AKA, in Baatar-speak, the kid done good. For a foreigner. Baatar’s five sons, of course, have been riding since they were many years younger than Zac.

That said, it’s still a relief when, after three hours in the saddle, we turn off the trail towards a flock of goats nestled in woodland, and a ger, with a pup tent placed beside it.

In we go, ducking under the lintel and taking care not to knock the threshold (bad luck). I pull my line of Mongolian out of the guidebook: “Are your livestock fattening well?”

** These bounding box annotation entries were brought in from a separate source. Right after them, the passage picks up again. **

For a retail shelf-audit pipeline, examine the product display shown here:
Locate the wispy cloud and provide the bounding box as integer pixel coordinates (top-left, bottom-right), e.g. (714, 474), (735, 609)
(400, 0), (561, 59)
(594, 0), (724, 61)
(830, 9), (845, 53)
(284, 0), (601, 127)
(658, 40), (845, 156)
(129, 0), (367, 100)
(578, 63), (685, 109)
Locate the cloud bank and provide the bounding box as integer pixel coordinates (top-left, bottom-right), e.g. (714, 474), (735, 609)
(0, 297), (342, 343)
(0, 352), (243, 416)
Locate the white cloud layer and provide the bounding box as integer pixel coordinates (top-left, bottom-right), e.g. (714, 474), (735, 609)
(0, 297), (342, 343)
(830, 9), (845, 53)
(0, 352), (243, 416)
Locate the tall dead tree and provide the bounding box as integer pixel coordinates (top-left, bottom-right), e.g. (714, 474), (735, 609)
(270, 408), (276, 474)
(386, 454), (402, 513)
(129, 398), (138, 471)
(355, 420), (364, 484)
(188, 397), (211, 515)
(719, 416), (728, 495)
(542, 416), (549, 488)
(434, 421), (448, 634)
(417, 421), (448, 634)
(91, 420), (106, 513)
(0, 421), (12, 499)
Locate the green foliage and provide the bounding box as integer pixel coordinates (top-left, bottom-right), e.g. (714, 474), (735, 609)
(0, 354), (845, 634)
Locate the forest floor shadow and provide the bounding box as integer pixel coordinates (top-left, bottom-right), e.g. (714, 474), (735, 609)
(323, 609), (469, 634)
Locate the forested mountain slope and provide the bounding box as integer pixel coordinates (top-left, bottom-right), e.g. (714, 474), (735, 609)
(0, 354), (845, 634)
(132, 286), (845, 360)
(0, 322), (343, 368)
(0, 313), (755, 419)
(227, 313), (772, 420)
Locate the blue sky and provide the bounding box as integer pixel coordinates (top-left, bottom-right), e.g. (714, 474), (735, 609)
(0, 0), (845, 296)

“They’re fattening! They’re fattening,” replies Bue, the lady of the house, approvingly and, bang on cue, a goat that’s either obese or heavily pregnant bursts through the door and helps itself to biscuits from the plastic tray.

Bue dredges out a phrase book from a box of treasured possessions. Baatar hands it to me. “Now Baatar can talk to you and you can talk to Baatar,” he says.

Bue’s ger is a homely place. There’s a telly and a radio, powered by a jerry-rigged car battery, bright hangings on the wall, a colourful shelf and table in the kitchen, and a stack of family photos in the altar zone, plus three beds which double as sofas and spots for naps and a central stove, currently in use for salt tea.

Plus, of course, a quite bewildering array of family members, extended family members, and folk who are just passing through and have stopped by for a cup of tea and a snack.

We eat biscuits, drink milky salt tea, and enjoy fresh bread with clotted yak cream. It is surprisingly delicious.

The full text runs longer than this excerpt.